I have no ambition to sell prints, but were I to do so they would be inkjets. For me, computer imaging is a transparent tool in a way that the darkroom will never would be. If I had the dexterity and timing to produce my prints in the wet I would work as a pianist not a photographer. More fundamentally, I find the tonal response and reciprocity relationships of traditional materials to be too limiting.
A lot of photographers seem to yearn to be paid by the hour. Perhaps it is a natural response to the endemic job insecurity. I can see that if you run a lab or print shop you need to charge for extra time and extra materials, but then you're doing work for hire. There's nothing wrong with that (personally I love the applied arts almost more than the fine), but it determines a relationship between you and your viewers and buyers which allows them a share of the credit as comissioners. In photography that usually means you have a status more like the uncredited master mason who made an architect's design actually stand up than, say, Haydn writing symphonies for largely forgotton patrons.

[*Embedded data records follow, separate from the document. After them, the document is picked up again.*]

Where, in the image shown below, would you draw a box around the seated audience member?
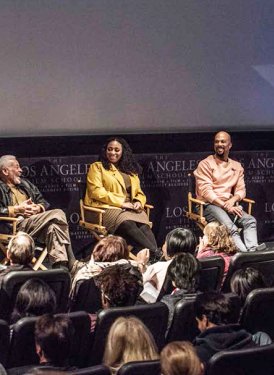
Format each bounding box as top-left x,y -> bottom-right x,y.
96,264 -> 142,309
161,253 -> 200,331
230,267 -> 268,305
11,278 -> 57,324
193,292 -> 256,368
103,316 -> 159,374
88,263 -> 142,332
8,314 -> 75,375
161,341 -> 203,375
70,235 -> 147,297
0,232 -> 34,287
0,155 -> 80,271
197,224 -> 237,280
141,228 -> 197,303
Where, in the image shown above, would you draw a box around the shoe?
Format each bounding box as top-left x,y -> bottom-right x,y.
255,243 -> 267,252
70,260 -> 86,278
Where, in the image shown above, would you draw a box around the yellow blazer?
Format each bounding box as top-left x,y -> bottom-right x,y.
84,162 -> 147,209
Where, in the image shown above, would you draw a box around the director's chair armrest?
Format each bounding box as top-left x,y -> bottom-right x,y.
0,216 -> 20,235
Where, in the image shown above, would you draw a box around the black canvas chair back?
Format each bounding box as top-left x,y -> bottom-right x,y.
69,277 -> 102,313
78,179 -> 87,201
0,269 -> 71,322
222,250 -> 274,293
0,319 -> 10,367
198,256 -> 225,292
117,360 -> 161,375
90,302 -> 168,365
165,295 -> 199,343
240,287 -> 274,339
207,343 -> 274,375
8,311 -> 91,369
70,365 -> 111,375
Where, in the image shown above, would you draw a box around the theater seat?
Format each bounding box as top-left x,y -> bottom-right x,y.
240,287 -> 274,340
0,269 -> 70,322
117,360 -> 161,375
166,293 -> 241,343
69,277 -> 102,313
89,303 -> 168,365
0,319 -> 10,368
207,343 -> 274,375
222,250 -> 274,293
70,365 -> 111,375
7,311 -> 91,369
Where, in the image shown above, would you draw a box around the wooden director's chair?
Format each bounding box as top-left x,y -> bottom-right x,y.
186,173 -> 255,232
78,179 -> 154,259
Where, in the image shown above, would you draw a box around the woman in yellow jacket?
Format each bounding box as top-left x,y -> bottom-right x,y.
85,137 -> 158,253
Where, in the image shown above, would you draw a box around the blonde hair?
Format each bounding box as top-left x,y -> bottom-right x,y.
103,316 -> 159,373
203,221 -> 220,238
161,341 -> 202,375
207,224 -> 237,255
92,235 -> 129,262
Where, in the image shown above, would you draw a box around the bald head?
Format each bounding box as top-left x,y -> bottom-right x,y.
214,131 -> 231,143
214,131 -> 232,161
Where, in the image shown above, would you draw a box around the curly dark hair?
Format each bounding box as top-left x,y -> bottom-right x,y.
95,264 -> 142,307
99,137 -> 142,175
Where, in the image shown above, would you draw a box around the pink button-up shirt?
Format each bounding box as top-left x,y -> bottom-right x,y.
194,155 -> 246,203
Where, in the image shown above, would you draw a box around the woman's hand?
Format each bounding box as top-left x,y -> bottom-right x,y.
136,248 -> 150,273
121,202 -> 135,210
197,235 -> 208,253
136,248 -> 150,265
133,201 -> 142,212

Given how widely and in how many media successful photographs are published and distributed, buying a print from the photographer has become more about provenance than aura. You are buying a direct personal connection, not a piece of paper. I assume Kirk's retrospective book will be well printed, so what is to prevent fans from mounting the sliced-out pages on their walls? I would say that it is not - as many here would argue - because his fans yearn for a 'real' a silver-gelatin print, but rather because they want something that has come from him and not just a publisher's warehouse. 'Come from him' can just as well mean 'printed from his file' as 'turned his fingernails black'.